"What OS you from?" "What?" "'What' aint no OS I ever heard of! They speak Terminal in 'what'?" "What?" "Terminal, motherfucker, do you speak it?"
Well maybe you don't, what happens then? Good question, let's ask the almighty Wiki. Maybe it can answer what a Terminal is? Almighty Wiki, what say ye about Terminal! Deep aussie accent:
A Termi... what now? Ohh, a Terminal! Well a terminal emulator provides an environment for Unix shells, which allows the user to interact with the operating system of any Unix-like computer in a text-based manner through the command line interface to the operating system!
Ok, thanks! You heard the thing. Now back to the point in hand. Along my years as a developer, I have never ever met a more useful tool than the above mentioned Terminal. You can do almost anything with a Terminal. We're referring here to the web related stuff, because can do other stuff also, stuff like playing games, seeing a doctor, watching a movie (hint: telnet) or letting the Terminal talk back to you (If you're into that sort of thing, weirdo!). You can write code and save it, connect remotely to a database and modify it to your hearts desire or you can go as far as never leave the Terminal and build an entire website using it.
Disclaimer: This is not a crash course in Terminal, if you need one of those you can search Wiki's long-lost cousin Google.

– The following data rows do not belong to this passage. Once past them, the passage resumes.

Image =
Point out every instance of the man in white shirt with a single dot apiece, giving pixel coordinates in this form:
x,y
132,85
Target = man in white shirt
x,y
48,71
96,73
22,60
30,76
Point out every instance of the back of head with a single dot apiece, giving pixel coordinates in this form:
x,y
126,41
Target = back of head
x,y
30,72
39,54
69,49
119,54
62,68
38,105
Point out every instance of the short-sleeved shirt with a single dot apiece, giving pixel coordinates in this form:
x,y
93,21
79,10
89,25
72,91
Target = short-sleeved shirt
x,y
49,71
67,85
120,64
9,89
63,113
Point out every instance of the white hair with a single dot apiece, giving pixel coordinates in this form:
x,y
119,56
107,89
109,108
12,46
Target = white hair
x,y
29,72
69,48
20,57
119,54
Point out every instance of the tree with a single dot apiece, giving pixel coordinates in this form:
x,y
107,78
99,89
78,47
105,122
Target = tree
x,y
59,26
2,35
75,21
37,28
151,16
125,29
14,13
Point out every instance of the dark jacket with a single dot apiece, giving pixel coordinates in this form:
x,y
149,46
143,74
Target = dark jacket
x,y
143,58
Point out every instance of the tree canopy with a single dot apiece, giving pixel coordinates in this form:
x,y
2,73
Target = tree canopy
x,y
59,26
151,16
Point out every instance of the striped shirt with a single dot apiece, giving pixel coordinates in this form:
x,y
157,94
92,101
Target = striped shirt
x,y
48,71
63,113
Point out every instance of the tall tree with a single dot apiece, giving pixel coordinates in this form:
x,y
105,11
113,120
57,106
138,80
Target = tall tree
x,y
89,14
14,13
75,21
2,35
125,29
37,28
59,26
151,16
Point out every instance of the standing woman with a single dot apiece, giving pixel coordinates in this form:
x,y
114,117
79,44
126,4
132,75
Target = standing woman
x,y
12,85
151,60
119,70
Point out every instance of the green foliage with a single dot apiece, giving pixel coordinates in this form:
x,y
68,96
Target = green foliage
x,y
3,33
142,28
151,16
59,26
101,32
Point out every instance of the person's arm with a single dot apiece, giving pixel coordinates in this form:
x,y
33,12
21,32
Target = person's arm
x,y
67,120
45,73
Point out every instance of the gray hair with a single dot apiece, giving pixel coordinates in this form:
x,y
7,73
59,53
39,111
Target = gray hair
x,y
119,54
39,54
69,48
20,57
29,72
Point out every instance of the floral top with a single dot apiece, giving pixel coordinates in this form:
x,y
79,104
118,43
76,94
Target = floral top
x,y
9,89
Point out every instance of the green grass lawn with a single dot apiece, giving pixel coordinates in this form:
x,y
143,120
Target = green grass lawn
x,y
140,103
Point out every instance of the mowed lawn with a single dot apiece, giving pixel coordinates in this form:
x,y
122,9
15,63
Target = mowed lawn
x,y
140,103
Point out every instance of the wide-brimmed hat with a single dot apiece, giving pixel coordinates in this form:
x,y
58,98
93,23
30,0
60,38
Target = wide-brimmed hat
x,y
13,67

But there is more to this than just fun and games. From my own experience with a Terminal, whether it's a Linux one, a Mac OS one, or even a cloud based one, like the one Koding has, I have found a few commands that every web developer should use or could use to make his/hers life easier. Maybe the most useful command I found is the following one:
grep -r "word" *
Using this command you can search for a word in any file located in the current folder and it's children. So if you're in the root folder, this command will search every nook and cranny for that word, until it finds it. If, for example you're to lazy or you don't have enough time (Because you're to lazy!) to move files around and you have a big project with lots of files, then the following command is here to help. This will move all files from sub-folders to their correspondent parent folder.
mv *.* ..
Ok, these were commands useful on a day-to-day basis, but what if you have your own server and root access to it (hint: Koding offers those for free!). What can you do then? Well there's a simple answer to that question. Let's start from the premise that you have an Apache server. A good, useful command would be the following, for when things get a little out of hand:
sudo service apache2 restart
Because any respectable command starts with a sudo, so does this one. Basically this is the equivalent to the restart button on your old Windows machine, that your grandma' still uses. But what caused the error, that needed you to force choke your machine? This command may come in handy:
sudo tail -n 50 /var/log/apache2/error.log
It displays, in an orderly fashion, what happened to your precious. Having seen what you did wrong to your precious server, you're now heading to the root of all things evil. Your ex's heart? Haha, nice try, but we all know she doesn't have a heart. No, I meant the Apache config file (the source of all that is evil in the world), the one that you can edit using this:
sudo nano /etc/apache2/sites-enabled/default
Pretty straight forward, if I do say so myself. If that didn't do the trick then you can always check with the Sisters of Fate over at:
sudo tail -n 50 /var/log/syslog
and see what went wrong there. And finally to check if your precious is still alive you can use the pulse checking utility:
ping -n 5 www.example.com
I guess that ends our list of useful commands that you could use in a Terminal. But why is a Terminal useful? Well, my opinion is that maybe it gives us more control over the stuff we do. It lets us access the core of our system. It's kind of a gateway to our computer/server's mind, in more laymen terms.
Now don't expect to learn Terminal in a day, but if you do start learning about what it can do and what are the benefits of using one, then remember one thing: With great power comes ... aaa ... penguins? Yeah, penguins are the answer to everything, even a terminal.